Запинаясь, заикаясь, она мямлила то ли оправдания, то ли извинения, понимая, что не нужны они, что ничего не изменят, не исправят, и радовалась этому, и боялась – а вдруг Вацлав Сигизмундович захлопнет дверь, навсегда отрезав от нее желанный мирок пятой квартиры. Но нет, он отступил и сухо сказал:

– Проходите.

За порогом не было ни несметных богатств, ни роскоши в привычном ее представлении: обыкновенная прихожая, пожалуй, лишь очень большая и стерильно чистая. Коридор. Запертые двери, которых насчиталось пять. Из-за одной доносилось унылое треньканье пианино, и оно да плюс еще сухой болезненный кашель Вацлава Сигизмундовича оставались единственными звуками. В квартире было пугающе тихо. Пахло еловыми лапками, смолой, чьими-то духами, острыми и неуместно нарядными, канифолью и нафталином. И еще пыльным мехом – Федина заметила курточку с рыжим воротником, брошенную в углу. Наклонилась, подняла, огляделась в поисках стула и только тогда подумала, что нехорошо сразу в чужом доме хозяйничать.

– Это Элечкина, – пробормотал Вацлав Сигизмундович, принимая куртку, прижал, погладил дрожащими пальцами лисий мех. – На той неделе привезли...

– Красивая, – не к месту ответила Федина.

– Элечка любила красивые вещи. Возьмите.

– Нет, что вы...

– Возьмите, – Вацлав Сигизмундович набросил курточку на плечи. Нечаянное прикосновение, холод пальцев, смущение. Неловкость.
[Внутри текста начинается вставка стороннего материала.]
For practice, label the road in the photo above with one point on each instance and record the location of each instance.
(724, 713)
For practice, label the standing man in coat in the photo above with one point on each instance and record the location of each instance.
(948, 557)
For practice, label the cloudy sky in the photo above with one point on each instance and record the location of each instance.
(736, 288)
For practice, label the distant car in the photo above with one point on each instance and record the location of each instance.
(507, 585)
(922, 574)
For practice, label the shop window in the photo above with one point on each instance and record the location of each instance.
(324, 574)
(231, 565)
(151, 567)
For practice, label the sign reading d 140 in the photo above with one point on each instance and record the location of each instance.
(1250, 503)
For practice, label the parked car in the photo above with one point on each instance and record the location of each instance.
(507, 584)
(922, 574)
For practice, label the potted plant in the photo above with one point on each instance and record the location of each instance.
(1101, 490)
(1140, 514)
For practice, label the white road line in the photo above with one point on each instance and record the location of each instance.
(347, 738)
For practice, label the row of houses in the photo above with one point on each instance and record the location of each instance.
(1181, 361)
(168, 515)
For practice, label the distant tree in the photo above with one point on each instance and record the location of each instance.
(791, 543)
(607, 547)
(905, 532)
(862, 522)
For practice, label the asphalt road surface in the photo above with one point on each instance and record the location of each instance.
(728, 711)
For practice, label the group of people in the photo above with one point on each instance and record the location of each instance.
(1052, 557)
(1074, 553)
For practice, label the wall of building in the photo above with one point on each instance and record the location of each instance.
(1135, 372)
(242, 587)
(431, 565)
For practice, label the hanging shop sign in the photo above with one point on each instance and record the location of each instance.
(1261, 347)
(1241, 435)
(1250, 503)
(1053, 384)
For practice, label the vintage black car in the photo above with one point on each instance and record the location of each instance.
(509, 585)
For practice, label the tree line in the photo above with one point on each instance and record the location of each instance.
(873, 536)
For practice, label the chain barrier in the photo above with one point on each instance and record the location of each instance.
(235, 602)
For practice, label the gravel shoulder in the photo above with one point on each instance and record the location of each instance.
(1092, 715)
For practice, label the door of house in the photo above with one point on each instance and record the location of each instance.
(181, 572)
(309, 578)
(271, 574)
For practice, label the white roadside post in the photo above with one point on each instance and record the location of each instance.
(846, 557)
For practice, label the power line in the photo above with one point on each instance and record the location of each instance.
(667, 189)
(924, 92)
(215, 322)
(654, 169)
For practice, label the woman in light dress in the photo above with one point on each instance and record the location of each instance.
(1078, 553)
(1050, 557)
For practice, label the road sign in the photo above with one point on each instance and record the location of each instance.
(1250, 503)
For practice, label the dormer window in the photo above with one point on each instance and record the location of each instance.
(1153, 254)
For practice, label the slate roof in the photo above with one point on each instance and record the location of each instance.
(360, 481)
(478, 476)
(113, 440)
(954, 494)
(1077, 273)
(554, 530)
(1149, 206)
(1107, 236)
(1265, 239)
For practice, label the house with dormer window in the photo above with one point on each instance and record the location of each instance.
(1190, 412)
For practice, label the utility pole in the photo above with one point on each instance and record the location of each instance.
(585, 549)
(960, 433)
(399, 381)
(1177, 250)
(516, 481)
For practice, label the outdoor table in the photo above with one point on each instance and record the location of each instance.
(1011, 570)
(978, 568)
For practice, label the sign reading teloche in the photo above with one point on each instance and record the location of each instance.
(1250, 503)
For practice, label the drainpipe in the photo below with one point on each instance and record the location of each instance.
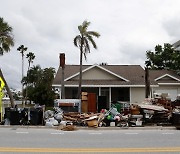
(62, 64)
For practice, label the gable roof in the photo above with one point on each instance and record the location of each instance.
(164, 76)
(100, 67)
(129, 75)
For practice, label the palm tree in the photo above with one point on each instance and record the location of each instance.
(30, 56)
(22, 49)
(6, 37)
(83, 41)
(6, 41)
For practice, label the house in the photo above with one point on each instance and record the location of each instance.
(117, 82)
(167, 81)
(176, 45)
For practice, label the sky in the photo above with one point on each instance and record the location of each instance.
(128, 29)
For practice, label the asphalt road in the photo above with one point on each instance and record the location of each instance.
(31, 140)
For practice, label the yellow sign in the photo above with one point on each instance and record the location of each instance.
(2, 84)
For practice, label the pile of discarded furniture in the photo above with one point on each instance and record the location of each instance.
(155, 111)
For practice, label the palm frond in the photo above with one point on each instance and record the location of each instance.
(86, 46)
(92, 41)
(85, 24)
(93, 33)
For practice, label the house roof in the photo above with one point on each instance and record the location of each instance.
(126, 75)
(164, 76)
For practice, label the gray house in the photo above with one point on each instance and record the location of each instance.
(117, 82)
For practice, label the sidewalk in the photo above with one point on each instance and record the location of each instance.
(92, 128)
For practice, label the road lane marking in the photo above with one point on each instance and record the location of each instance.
(131, 133)
(22, 132)
(95, 133)
(57, 133)
(167, 133)
(95, 150)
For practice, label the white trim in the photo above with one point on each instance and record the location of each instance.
(169, 84)
(112, 73)
(134, 86)
(56, 85)
(99, 91)
(130, 93)
(109, 94)
(168, 76)
(100, 68)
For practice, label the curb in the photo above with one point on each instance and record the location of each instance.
(93, 128)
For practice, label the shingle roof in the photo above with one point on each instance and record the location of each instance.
(133, 73)
(154, 74)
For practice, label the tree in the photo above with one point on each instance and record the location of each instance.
(163, 58)
(6, 42)
(83, 41)
(40, 85)
(6, 37)
(30, 56)
(22, 50)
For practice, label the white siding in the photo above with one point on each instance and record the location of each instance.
(173, 91)
(137, 95)
(97, 74)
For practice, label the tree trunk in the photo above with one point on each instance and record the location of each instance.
(7, 89)
(80, 74)
(147, 83)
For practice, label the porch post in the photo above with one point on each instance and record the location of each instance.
(99, 91)
(109, 97)
(60, 93)
(130, 95)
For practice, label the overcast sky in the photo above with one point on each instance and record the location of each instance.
(128, 29)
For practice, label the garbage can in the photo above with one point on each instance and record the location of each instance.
(15, 117)
(176, 119)
(36, 116)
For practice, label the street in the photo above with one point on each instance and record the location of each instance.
(34, 140)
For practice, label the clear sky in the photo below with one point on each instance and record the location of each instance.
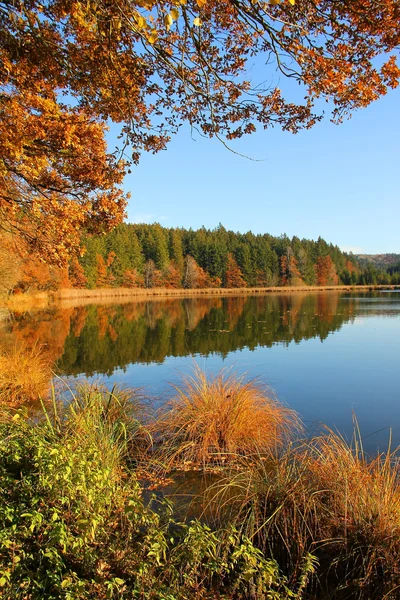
(340, 182)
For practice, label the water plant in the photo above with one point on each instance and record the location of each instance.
(74, 523)
(25, 374)
(324, 497)
(213, 419)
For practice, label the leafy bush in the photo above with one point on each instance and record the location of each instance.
(74, 523)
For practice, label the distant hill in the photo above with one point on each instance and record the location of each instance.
(379, 260)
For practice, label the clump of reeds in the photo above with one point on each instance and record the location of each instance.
(324, 497)
(213, 419)
(74, 522)
(361, 512)
(25, 375)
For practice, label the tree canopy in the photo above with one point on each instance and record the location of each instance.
(69, 67)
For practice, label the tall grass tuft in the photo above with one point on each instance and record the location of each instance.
(361, 511)
(213, 419)
(327, 498)
(74, 523)
(25, 375)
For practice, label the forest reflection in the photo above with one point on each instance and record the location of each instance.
(98, 339)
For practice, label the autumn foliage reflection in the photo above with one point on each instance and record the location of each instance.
(101, 338)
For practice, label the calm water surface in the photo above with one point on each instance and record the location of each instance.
(327, 355)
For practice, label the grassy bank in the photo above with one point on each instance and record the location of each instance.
(78, 297)
(283, 517)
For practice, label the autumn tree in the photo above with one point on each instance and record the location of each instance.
(76, 274)
(166, 62)
(233, 275)
(326, 271)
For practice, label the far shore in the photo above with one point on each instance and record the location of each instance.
(71, 297)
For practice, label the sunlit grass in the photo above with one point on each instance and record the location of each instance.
(324, 497)
(212, 419)
(25, 375)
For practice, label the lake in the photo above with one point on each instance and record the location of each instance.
(327, 355)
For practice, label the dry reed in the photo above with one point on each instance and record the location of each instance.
(213, 419)
(25, 375)
(328, 498)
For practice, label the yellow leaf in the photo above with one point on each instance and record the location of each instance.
(152, 37)
(140, 22)
(168, 20)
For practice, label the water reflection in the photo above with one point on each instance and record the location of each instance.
(99, 339)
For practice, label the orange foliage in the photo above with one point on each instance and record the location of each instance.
(233, 275)
(60, 60)
(325, 271)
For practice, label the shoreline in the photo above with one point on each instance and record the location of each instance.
(74, 297)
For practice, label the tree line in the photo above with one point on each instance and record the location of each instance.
(141, 255)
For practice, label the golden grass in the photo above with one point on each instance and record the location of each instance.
(215, 418)
(25, 375)
(362, 502)
(328, 498)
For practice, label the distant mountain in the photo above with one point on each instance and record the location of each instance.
(379, 260)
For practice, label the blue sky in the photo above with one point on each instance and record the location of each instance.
(340, 182)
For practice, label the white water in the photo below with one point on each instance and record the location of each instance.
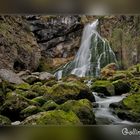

– Вам идет. Вы извините, что так... мне тяжело. Вам ведь тоже? Вы его любили? Глупый вопрос, как иначе-то... я Элечку всегда. Без нее пусто и непонятно. Что дальше? Как вы справляетесь? Вы ведь женщина, вам тяжелее...

В тот вечер она задержалась допоздна. Сидели на кухне, пили чай, молчали. Порой Вацлав Сигизмундович, пребывавший в полудремотном состоянии, просыпался, начинал громко и радостно рассказывать об Элечке, о том, как они встретились, как он долго не решался подойти, потому что Элечка всегда красавицей была, а он – наоборот. Как потом все-таки подошел, и оказалось, что он ей тоже нравится... Рассказов было много, и слушала Федина с искренним интересом, потому что история соседа сильно отличалась от привычного ее существования.